BincangMuslimah.Com – Kitabisa mengadakan Voluntrip Kawanpuan dalam rangka mengajak perempuan Indonesia untuk saling jaga satu sama lain dan berani menyuarakan bersama isu-isu yang menimpa perempuan di Gripastudio, Jakarta Selatan, pada Minggu (7/7).
Kawanpuan sendiri merupakan gerakan solidaritas untuk korban kekerasan. Acara yang dimoderatori Zahwa Islami tersebut mengundang Hannah Al Rashid, seorang aktris senior dan Kalis Mardiasih, penulis buku “Luka-luka Linimasa” yang keduanya merupakan aktivis perempuan dan aktif membela hak-hak perempuan dari isu yang sedang dialami.
Setiap Tubuh Perempuan Berhak Aman
Dalam materinya, Hannah dengan tegas menyampaikan bahwa perempuan tidak boleh diperlakukan berbeda hanya karena dia seorang perempuan.

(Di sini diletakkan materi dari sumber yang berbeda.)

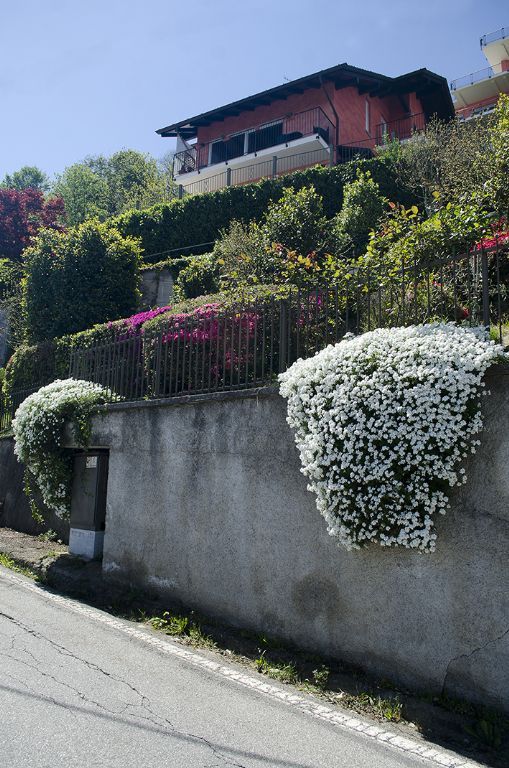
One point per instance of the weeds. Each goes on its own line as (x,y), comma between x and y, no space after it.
(182,626)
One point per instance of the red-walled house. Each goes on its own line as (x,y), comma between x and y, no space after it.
(327,117)
(476,94)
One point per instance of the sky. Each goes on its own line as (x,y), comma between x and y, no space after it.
(88,77)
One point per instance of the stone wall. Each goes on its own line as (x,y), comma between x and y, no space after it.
(156,287)
(206,503)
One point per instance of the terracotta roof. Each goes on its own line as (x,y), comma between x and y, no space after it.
(432,90)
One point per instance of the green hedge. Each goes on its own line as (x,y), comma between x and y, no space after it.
(197,219)
(87,275)
(32,365)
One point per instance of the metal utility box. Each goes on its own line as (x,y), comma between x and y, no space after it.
(88,503)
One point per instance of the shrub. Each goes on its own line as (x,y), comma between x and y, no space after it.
(241,256)
(296,221)
(38,428)
(199,277)
(201,218)
(362,209)
(78,279)
(382,422)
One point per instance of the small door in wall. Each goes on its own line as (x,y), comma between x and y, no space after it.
(88,503)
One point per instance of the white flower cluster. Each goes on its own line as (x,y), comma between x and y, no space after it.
(382,422)
(38,428)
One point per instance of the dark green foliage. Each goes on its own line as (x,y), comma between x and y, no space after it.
(296,220)
(363,207)
(200,218)
(199,277)
(78,279)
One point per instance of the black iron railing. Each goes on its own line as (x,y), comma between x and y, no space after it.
(214,349)
(248,344)
(476,77)
(277,133)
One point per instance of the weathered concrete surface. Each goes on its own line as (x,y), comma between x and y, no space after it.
(14,507)
(206,502)
(156,287)
(4,335)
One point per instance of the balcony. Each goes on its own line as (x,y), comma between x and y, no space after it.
(477,77)
(482,87)
(302,132)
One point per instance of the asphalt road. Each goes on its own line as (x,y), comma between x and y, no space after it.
(79,688)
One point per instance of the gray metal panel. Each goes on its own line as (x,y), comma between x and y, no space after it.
(88,502)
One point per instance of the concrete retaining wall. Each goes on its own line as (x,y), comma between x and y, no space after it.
(206,503)
(14,508)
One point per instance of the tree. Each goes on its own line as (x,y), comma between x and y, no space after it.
(363,207)
(100,187)
(76,279)
(451,158)
(498,187)
(28,177)
(22,214)
(84,192)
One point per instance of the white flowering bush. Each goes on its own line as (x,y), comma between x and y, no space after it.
(38,428)
(382,422)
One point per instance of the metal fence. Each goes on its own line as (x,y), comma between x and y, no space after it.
(262,169)
(247,344)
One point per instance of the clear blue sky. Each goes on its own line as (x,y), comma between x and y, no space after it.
(82,77)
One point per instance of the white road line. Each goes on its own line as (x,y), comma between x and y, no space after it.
(306,705)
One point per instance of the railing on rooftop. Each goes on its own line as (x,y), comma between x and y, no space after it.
(492,37)
(477,77)
(275,134)
(262,169)
(248,344)
(401,129)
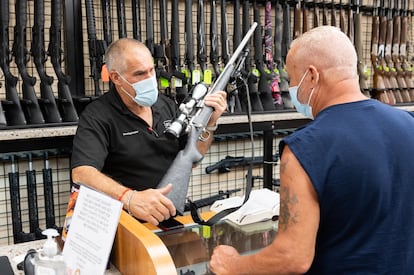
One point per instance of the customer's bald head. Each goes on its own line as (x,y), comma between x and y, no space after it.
(122,51)
(327,48)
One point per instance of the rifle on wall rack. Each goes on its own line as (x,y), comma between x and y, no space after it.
(13,110)
(265,91)
(96,47)
(32,199)
(395,57)
(297,22)
(252,77)
(47,101)
(389,69)
(149,26)
(189,43)
(269,61)
(406,66)
(48,193)
(30,104)
(205,75)
(120,11)
(178,82)
(162,53)
(379,86)
(65,102)
(18,234)
(136,19)
(363,72)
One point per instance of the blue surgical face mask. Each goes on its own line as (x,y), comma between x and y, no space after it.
(304,109)
(146,91)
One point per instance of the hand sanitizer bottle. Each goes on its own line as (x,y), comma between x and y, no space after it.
(49,260)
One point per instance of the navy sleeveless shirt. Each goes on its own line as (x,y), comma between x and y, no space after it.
(360,159)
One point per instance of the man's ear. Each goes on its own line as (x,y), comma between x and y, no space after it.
(115,78)
(313,71)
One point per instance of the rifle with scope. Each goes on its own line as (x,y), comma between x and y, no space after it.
(193,119)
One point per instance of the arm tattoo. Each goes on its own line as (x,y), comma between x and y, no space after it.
(285,216)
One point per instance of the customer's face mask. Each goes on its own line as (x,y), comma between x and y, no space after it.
(146,91)
(304,109)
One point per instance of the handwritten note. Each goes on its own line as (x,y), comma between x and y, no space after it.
(92,231)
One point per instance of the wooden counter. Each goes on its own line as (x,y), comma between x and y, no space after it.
(137,250)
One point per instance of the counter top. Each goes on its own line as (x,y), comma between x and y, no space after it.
(16,254)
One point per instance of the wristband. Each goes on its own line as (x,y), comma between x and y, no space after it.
(211,128)
(129,201)
(123,193)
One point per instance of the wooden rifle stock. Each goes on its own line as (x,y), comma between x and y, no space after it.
(397,68)
(389,69)
(406,67)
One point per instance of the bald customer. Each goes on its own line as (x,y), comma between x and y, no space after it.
(120,147)
(346,178)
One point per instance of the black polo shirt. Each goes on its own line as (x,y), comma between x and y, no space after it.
(122,145)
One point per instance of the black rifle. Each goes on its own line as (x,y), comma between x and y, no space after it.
(195,117)
(136,19)
(189,43)
(149,27)
(13,110)
(96,47)
(162,53)
(18,234)
(30,106)
(210,200)
(65,102)
(224,165)
(282,42)
(47,100)
(233,100)
(32,199)
(48,193)
(252,77)
(225,47)
(362,68)
(264,87)
(120,10)
(214,53)
(107,21)
(270,64)
(205,75)
(178,83)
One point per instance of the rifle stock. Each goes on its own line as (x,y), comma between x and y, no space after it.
(180,171)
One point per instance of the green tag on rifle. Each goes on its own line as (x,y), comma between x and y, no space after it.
(196,78)
(164,83)
(208,77)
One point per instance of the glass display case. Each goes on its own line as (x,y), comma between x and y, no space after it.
(191,246)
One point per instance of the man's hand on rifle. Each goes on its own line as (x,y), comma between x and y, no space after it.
(150,205)
(218,101)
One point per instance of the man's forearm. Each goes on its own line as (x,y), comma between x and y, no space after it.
(95,179)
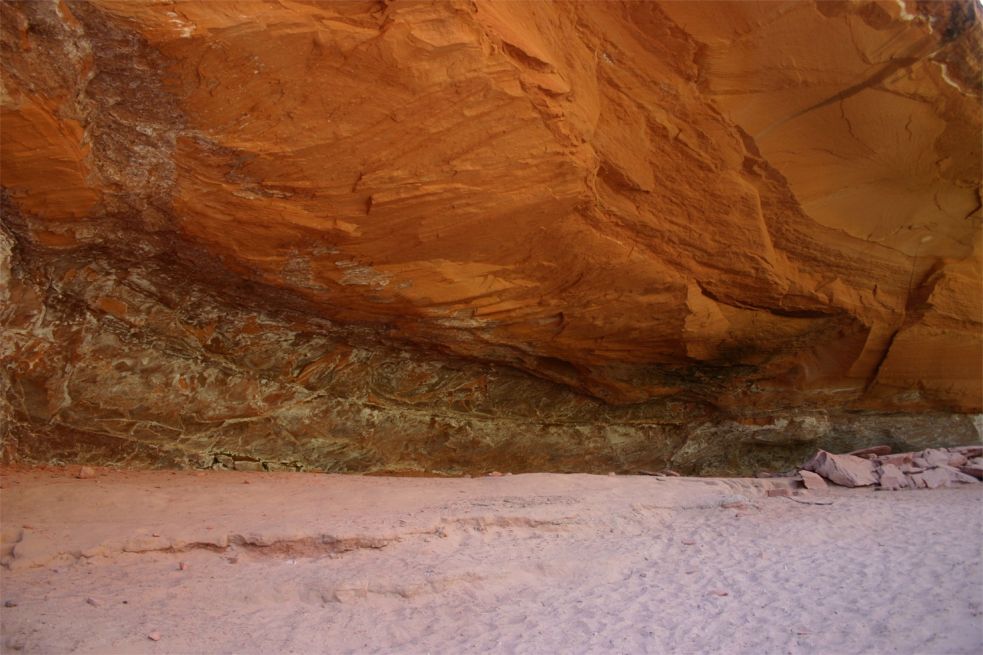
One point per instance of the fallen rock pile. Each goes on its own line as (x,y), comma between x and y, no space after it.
(877,466)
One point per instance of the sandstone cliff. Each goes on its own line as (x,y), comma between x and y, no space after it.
(564,236)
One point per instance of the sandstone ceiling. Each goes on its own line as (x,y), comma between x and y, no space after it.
(227,216)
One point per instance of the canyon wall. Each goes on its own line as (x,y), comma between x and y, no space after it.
(462,236)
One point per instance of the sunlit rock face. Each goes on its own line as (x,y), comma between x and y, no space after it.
(407,236)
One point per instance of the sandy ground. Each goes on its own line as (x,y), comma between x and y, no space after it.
(304,563)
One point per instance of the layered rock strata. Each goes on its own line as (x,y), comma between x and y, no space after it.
(458,236)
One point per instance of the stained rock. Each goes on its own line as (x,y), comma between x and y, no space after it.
(845,470)
(461,237)
(972,470)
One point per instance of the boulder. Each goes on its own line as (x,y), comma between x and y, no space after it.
(845,470)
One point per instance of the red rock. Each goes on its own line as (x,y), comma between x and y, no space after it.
(813,481)
(845,470)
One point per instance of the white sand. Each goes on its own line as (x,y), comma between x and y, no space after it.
(517,564)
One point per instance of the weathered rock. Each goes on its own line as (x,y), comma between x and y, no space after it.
(900,459)
(891,477)
(945,476)
(933,457)
(408,237)
(872,451)
(813,481)
(974,471)
(845,470)
(956,460)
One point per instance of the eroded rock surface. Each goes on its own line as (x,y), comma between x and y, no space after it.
(460,236)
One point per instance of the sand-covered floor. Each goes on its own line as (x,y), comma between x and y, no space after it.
(303,563)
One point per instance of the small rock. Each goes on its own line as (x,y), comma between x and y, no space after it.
(935,456)
(813,481)
(973,470)
(876,451)
(945,476)
(846,470)
(901,459)
(892,477)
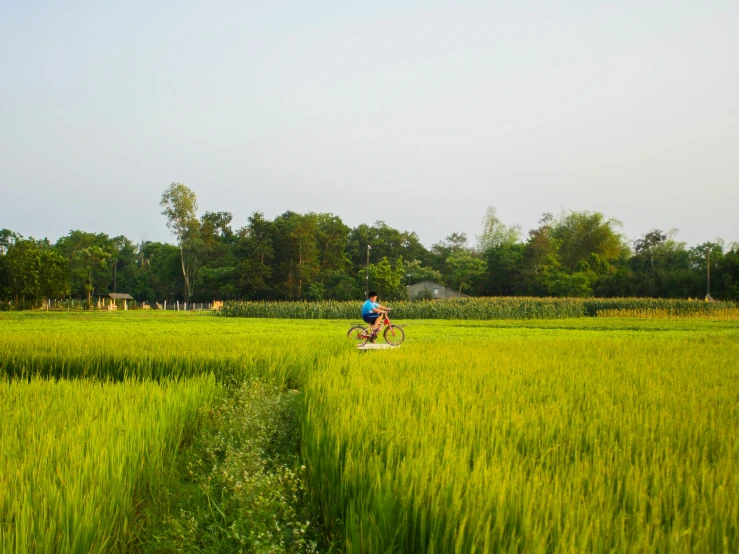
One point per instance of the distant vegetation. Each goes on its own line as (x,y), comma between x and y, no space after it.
(315,256)
(494,308)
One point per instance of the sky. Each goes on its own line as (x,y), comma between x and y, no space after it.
(419,114)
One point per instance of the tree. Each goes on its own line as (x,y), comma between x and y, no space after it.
(465,268)
(179,205)
(495,234)
(386,279)
(24,265)
(419,272)
(53,275)
(91,258)
(650,243)
(583,233)
(255,248)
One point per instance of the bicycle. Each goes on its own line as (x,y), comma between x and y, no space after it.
(393,334)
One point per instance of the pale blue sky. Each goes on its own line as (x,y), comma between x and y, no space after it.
(417,113)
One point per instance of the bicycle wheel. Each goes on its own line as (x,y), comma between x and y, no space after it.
(358,334)
(394,335)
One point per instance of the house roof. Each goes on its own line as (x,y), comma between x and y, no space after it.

Justru sebaliknya, laki-laki sebagai sekutu perempuan seharusnya bisa aktif bersama sebagai agen perubahan yang saling mendorong, mendukung dan menjaga satu sama lain.
“Setiap tubuh perempuan berhak aman,” ujarnya.
Perempuan yang menyatakan dirinya pernah ‘tomboy berat’ itu juga mengafirmasi kegiatan ini dihadiri oleh beberapa kaum laki-laki. Karena menurutnya, laki-laki juga perlu meneguk wawasan berbau isu perempuan agar perspektifnya tidak sempit dan memberikan kesadaran untuk saling memberi menjaga keamanan dan kenyamanan bersama.
“Cowok juga harus meng highlight isu-isu perempuan, ya. Khususnya tentang kekerasan seksual, KDRT, bullying dan sejenisnya,” tambahnya.
Cara Bijak Menyikapi KBGO
Adapun sesi materi berikutnya disampaikan langsung oleh Kalis Mardiasih. Perempuan asal Solo itu menjelaskan bahwa kekerasan dapat berupa ancaman, paksaan, serangan, dan semua bentuk aksi yang melibatkan rasa takut, tidak nyaman, serta berdampak kerugian terhadap korban, baik fisik maupun psikis.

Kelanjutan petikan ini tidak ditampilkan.